あおむしたちが大げんかをするほど争ってまで木の葉を食べていたのは早くちょうに変わるためだと分かります。きっと三匹にはそれぞれ「ちょうに変わったら、こうしたい、ああしたい」という願いがあったと想像できます。ところが、その願いが一瞬にして〈からだが ちょうに かわったら、あそこまで とんで みたいな〉に変わってしまった。しかも三匹ともが同じように。これこそ大事件! いや奇跡! (書き出しも、最後の場面の布石になっているのですね)

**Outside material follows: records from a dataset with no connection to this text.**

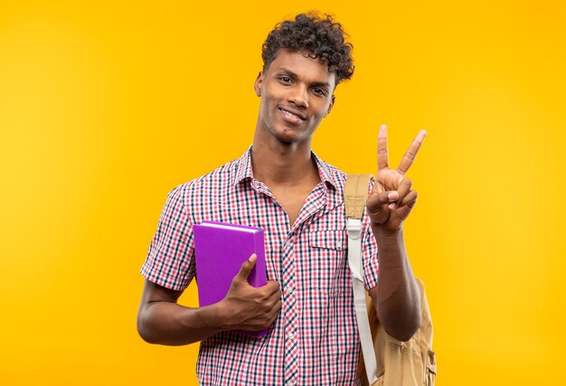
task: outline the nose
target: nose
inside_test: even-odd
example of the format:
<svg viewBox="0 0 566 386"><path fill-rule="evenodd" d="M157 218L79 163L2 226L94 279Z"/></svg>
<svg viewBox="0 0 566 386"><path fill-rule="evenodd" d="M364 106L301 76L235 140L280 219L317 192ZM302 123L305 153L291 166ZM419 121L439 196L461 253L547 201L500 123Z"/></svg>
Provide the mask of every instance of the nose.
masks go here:
<svg viewBox="0 0 566 386"><path fill-rule="evenodd" d="M307 87L300 84L293 87L288 96L288 101L294 103L297 107L308 108L308 93Z"/></svg>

 ようやく、大げんかをしていた三匹が仲良くなった余程の出来事が見えてきましたね。〈きれいだね〉と感動してしまうくらいの場所の存在に出会ったことは間違いなのですが、それだけでは不十分です。〈きれいだね〉の感動は、一瞬にして三匹に同じ願いをもたせてしまうぐらいのものだったのですから、その「余程感」を深めてこそ見えてきます。イメージしてください。
 そしてもう一つ。約束の内容ですが、「みんなでいく」ためには絶対に守らなければならないことがあります。それが約束の内容につながります。ここはみなさんの「勘どころ」を頼りに探ってみてください。
 「勘どころ」と言っても、全くの「当てずっぽう」ではなく、教材の言葉や文の情報から得られる「勘どころ」ですから、強力な武器です。「勘どころ」は馬鹿にできませんね。